Event Brings Awareness to Type 2 Diabetes and Prediabetes
SANTA FE, NM – The New Mexico Department of Health (NMDOH) is teaming up with the Albuquerque Isotopes to increase awareness of type 2 diabetes and prediabetes in New Mexico. The “Throw Diabetes a Curve” event will be held during Thursday night’s home game against the Omaha Storm Chasers. The game is scheduled to start at 7:05 p.m.
“We all play a role in creating a network of support for people with diabetes,” said Department of Health Secretary Lynn Gallagher. “Efforts to increase awareness of the seriousness of diabetes and prediabetes are critically important as we work together to improve health outcomes and decrease the daily burden of diabetes in our state.”
As part of pre-game activities, the ceremonial first pitch will be thrown by 76-year-old Joseph Fragua, Sr. from Jemez Pueblo. Diagnosed with type 2 diabetes over 40 years ago, Fragua has learned to manage his diabetes and high blood pressure with the support of his family, doctors, and community. Fragua is currently participating in the Chronic Disease Self-Management Program offered by NMDOH. The program is a free six-week workshop for people with chronic health conditions and covers subjects such as exercise, nutrition, appropriate use of medications, and how to prevent or delay complications.

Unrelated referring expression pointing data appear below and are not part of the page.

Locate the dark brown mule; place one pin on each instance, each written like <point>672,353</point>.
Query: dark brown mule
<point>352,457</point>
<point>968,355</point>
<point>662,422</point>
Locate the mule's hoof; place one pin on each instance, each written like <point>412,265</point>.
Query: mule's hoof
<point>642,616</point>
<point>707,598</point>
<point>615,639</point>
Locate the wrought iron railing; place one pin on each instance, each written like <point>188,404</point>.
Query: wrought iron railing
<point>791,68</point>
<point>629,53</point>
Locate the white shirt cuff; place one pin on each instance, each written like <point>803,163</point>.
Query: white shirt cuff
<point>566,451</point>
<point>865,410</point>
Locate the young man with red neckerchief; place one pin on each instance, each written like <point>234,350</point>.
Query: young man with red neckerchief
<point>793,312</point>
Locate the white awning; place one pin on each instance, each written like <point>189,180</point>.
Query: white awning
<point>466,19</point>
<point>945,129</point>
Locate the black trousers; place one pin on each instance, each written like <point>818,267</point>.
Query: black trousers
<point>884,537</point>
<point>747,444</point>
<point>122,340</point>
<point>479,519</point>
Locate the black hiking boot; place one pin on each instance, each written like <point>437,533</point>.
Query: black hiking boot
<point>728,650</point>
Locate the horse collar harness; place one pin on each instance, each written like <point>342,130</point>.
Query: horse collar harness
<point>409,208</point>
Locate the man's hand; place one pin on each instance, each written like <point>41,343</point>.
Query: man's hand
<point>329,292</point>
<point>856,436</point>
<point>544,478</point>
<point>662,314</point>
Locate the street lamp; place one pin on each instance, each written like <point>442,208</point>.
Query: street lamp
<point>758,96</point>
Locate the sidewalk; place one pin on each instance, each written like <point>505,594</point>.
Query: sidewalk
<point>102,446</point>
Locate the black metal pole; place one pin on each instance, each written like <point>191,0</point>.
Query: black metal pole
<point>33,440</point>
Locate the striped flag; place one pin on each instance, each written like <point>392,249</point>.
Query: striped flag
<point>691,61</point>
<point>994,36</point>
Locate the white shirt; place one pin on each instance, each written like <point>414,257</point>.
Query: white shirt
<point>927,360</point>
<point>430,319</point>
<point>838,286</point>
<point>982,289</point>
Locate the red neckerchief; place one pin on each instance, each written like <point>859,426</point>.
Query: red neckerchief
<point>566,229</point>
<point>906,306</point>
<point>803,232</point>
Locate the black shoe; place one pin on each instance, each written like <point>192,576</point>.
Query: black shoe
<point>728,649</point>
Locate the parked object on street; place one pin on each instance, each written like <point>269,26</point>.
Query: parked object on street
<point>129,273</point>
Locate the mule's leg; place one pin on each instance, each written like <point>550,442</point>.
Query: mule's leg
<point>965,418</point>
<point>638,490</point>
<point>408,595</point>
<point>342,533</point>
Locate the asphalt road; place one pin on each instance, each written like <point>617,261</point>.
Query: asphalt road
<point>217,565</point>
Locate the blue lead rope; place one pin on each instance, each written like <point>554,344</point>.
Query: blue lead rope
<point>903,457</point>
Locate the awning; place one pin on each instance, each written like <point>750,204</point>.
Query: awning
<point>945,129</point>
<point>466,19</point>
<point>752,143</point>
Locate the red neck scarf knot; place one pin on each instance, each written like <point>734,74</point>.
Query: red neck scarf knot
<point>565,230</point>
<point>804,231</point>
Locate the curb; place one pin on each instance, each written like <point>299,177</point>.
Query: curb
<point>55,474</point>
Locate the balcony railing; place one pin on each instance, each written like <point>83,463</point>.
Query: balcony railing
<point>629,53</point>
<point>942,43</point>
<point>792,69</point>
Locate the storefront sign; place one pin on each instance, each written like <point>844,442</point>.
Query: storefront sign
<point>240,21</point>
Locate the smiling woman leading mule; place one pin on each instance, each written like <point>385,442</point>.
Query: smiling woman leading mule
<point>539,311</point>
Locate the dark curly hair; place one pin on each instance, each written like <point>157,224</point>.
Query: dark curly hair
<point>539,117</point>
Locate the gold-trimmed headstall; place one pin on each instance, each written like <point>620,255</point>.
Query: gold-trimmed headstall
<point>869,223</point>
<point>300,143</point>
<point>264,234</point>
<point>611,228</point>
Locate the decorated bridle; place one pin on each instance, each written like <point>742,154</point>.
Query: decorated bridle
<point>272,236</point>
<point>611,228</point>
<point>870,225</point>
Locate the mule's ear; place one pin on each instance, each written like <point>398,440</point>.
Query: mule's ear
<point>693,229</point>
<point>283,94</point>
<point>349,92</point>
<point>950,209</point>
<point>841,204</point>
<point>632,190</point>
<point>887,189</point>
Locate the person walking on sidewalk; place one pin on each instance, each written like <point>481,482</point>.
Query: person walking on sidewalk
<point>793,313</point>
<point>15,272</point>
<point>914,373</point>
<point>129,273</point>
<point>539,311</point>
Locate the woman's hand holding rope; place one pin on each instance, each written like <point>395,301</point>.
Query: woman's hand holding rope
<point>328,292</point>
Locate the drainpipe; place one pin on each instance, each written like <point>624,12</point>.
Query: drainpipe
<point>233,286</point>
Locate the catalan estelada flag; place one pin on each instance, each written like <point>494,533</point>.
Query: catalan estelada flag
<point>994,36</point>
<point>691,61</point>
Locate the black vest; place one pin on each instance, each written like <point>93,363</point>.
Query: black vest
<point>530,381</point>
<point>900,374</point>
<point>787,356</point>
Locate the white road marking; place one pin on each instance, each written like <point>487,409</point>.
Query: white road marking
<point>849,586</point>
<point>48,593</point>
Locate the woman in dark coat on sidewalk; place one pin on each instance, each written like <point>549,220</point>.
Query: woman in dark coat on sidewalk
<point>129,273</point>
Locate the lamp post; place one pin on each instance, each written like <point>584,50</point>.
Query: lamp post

The first 3,000 fans (ages 16 and older) attending the game at Isotopes Park will receive a t-shirt promoting “Throw Diabetes a Curve”. Information about how to prevent or manage diabetes and how to enroll in programs will also be available at the NMDOH booth in the concourse.
NMDOH estimates more than 230,000 New Mexican adults have diabetes, and that one in five is not aware of their condition. Additionally, an estimated 620,000 New Mexico adults have prediabetes, a condition that precedes type 2 diabetes in which blood glucose levels are higher than normal. Unfortunately, four out of five persons with prediabetes are unaware of their condition. This lack of awareness prevents adults with prediabetes from taking important steps to help prevent or delay developing type 2 diabetes. Both diabetes and prediabetes can lead to serious and costly health complications, especially when they’re unrecognized or not properly controlled.
Thursdays event will also promote a new campaign from NMDOH, “Paths to Health NM: Tools for Healthier Living”, which includes free prevention and self-management programs. Designed for adults of all ages, including those living with disabilities, the programs help individuals gain the confidence and motivation they need to take care of their health, as well as learn new skills to prevent diabetes or better manage their chronic health conditions. The programs are offered around the state by trained individuals in community and clinical settings. The initiative is supported by the New Mexico Department of Health Diabetes Prevention and Control Program.